MLForecast ~ 0.12.0 Python ~ 3.9.4

Reproduction script

import pandas as pd
from pandas import Timestamp
from mlforecast import MLForecast
from sklearn.linear_model import LinearRegression

from datetime import datetime
from pathlib import Path

fcst = MLForecast(models=[LinearRegression()], freq="MS", date_features=["month", "year"])

# Data ~
unique_ids = ['A','A','A','A','A','A','A','A','A','A','A','A',
 'A/B','A/B','A/B','A/B','A/B','A/B','A/B','A/B','A/B','A/B','A/B','A/B']

dates = [Timestamp('2019-12-01 00:00:00'),
 Timestamp('2020-01-01 00:00:00'),
 Timestamp('2020-02-01 00:00:00'),
 Timestamp('2020-03-01 00:00:00'),
 Timestamp('2020-04-01 00:00:00'),
 Timestamp('2020-05-01 00:00:00'),
 Timestamp('2020-06-01 00:00:00'),
 Timestamp('2020-07-01 00:00:00'),
 Timestamp('2020-08-01 00:00:00'),
 Timestamp('2020-09-01 00:00:00'),
 Timestamp('2020-10-01 00:00:00'),
 Timestamp('2020-11-01 00:00:00'),
 Timestamp('2019-12-01 00:00:00'),
 Timestamp('2020-01-01 00:00:00'),
 Timestamp('2020-02-01 00:00:00'),
 Timestamp('2020-03-01 00:00:00'),
 Timestamp('2020-04-01 00:00:00'),
 Timestamp('2020-05-01 00:00:00'),
 Timestamp('2020-06-01 00:00:00'),
 Timestamp('2020-07-01 00:00:00'),
 Timestamp('2020-08-01 00:00:00'),
 Timestamp('2020-09-01 00:00:00'),
 Timestamp('2020-10-01 00:00:00'),
 Timestamp('2020-11-01 00:00:00')]

ys = [13093.242657000004,
 12827.4263068,
 13048.2288898,
 12999.3904056,
 12407.4675967,
 12186.6147398,
 12387.8234062,
 12475.222764500002,
 12572.449667,
 12582.9628866,
 12756.9367475,
 12909.047607200002,
 234.6039148,
 232.3045001,
 238.5529862,
 239.0891411,
 231.2071973,
 228.6472059,
 234.5778714,
 234.25102150000004,
 237.792241,
 238.4996353,
 244.8442076,
 244.30907230000005] 

data = {'unique_id':unique_ids,
        'ds':dates,
        'y': ys,
       }
df = pd.DataFrame(data)

fcst.fit(df)
Y_hat_df = fcst.predict(24)

# Predictions Way Off
print("Actual:\n", df.query("unique_id == 'A/B'").tail(5), "\n")
print("Predicted:\n", Y_hat_df.query("unique_id == 'A/B'").head(5), "\n")
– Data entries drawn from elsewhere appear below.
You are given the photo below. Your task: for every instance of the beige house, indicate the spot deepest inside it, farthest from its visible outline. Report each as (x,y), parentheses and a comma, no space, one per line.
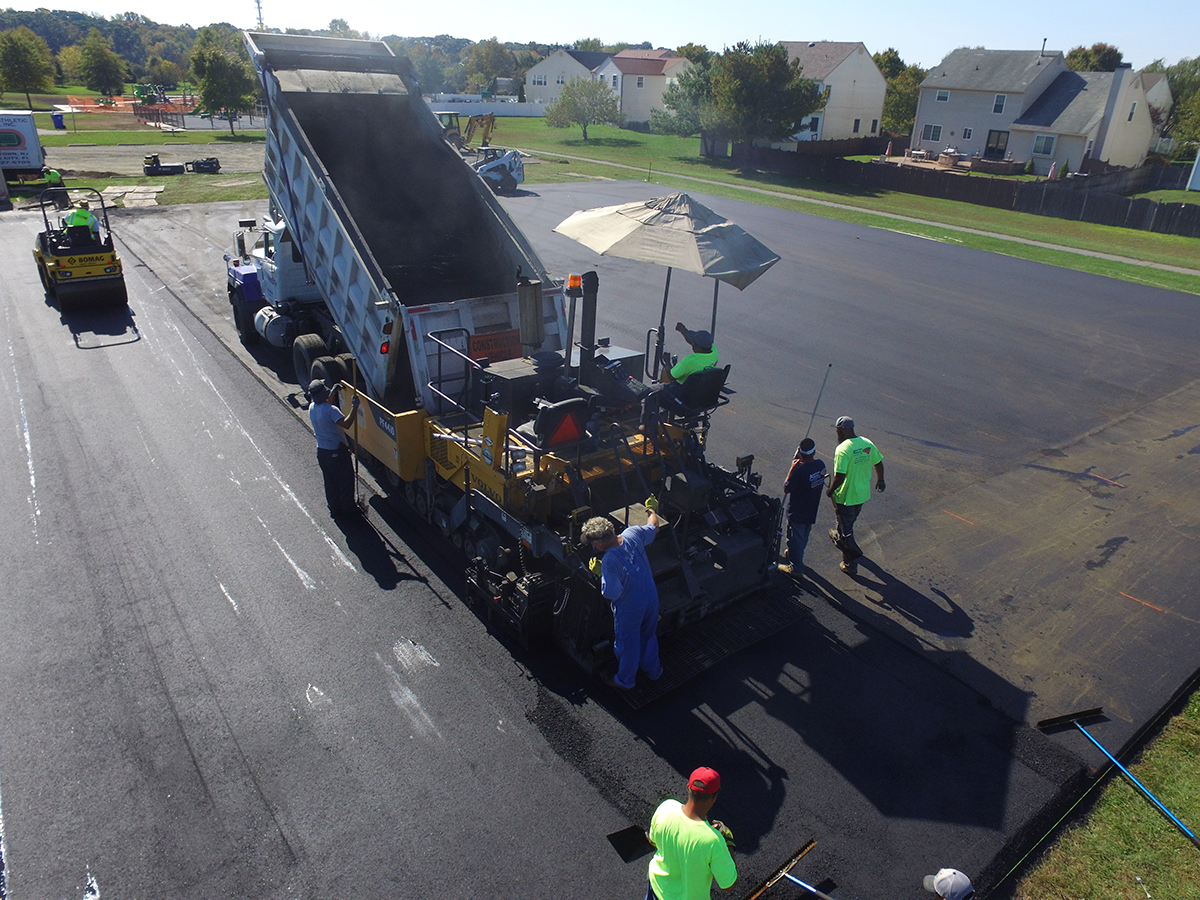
(545,81)
(1086,115)
(1026,105)
(640,78)
(856,90)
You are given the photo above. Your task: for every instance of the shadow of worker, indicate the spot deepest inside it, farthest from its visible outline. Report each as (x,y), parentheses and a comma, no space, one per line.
(941,617)
(376,553)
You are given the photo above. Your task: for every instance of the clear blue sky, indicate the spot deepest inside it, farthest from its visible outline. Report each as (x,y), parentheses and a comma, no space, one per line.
(922,33)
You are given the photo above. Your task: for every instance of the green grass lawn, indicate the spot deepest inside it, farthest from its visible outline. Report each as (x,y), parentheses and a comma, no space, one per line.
(190,187)
(676,162)
(153,136)
(1192,197)
(1126,837)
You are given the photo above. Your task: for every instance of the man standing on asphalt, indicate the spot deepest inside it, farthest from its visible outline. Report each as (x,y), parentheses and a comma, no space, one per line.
(851,487)
(949,885)
(627,582)
(333,450)
(689,851)
(803,487)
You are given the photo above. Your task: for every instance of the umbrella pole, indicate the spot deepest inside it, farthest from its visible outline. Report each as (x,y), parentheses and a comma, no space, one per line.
(717,286)
(663,324)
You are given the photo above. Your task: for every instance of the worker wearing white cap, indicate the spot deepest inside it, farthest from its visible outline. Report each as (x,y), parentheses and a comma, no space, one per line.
(949,885)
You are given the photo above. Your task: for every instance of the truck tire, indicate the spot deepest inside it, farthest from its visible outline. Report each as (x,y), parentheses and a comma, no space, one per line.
(306,351)
(329,370)
(243,319)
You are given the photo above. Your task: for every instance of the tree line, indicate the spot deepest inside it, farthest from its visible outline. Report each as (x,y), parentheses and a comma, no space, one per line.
(718,97)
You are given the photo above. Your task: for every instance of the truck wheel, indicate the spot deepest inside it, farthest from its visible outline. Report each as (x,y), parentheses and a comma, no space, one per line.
(329,370)
(243,321)
(306,351)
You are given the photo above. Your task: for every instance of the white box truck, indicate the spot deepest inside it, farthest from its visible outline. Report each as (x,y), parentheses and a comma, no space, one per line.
(21,151)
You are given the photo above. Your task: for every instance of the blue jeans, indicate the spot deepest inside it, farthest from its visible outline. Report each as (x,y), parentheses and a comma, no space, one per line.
(797,541)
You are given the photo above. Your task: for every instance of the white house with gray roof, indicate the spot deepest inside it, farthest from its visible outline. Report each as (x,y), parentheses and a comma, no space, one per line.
(971,99)
(856,87)
(545,81)
(1026,105)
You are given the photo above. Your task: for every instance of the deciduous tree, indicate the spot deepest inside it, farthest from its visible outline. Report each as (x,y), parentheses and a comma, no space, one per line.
(904,90)
(103,71)
(1097,58)
(227,82)
(583,102)
(760,95)
(27,64)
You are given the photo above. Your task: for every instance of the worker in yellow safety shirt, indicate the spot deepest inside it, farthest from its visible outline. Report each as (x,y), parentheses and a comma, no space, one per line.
(83,216)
fcst.fit(df.query("unique_id == 'A/B'"))
Y_hat_df = fcst.predict(24)

# Predictions when run with one id is fine
print("Actual:\n", df.query("unique_id == 'A/B'").tail(5), "\n")
print("Predicted:\n", Y_hat_df.query("unique_id == 'A/B'").head(5), "\n")

Issue Severity

High: It blocks me from completing my task.

negodfre commented 6 months ago

I missed an already closed issue regarding something similar and mentions MLForecast always fits a global model.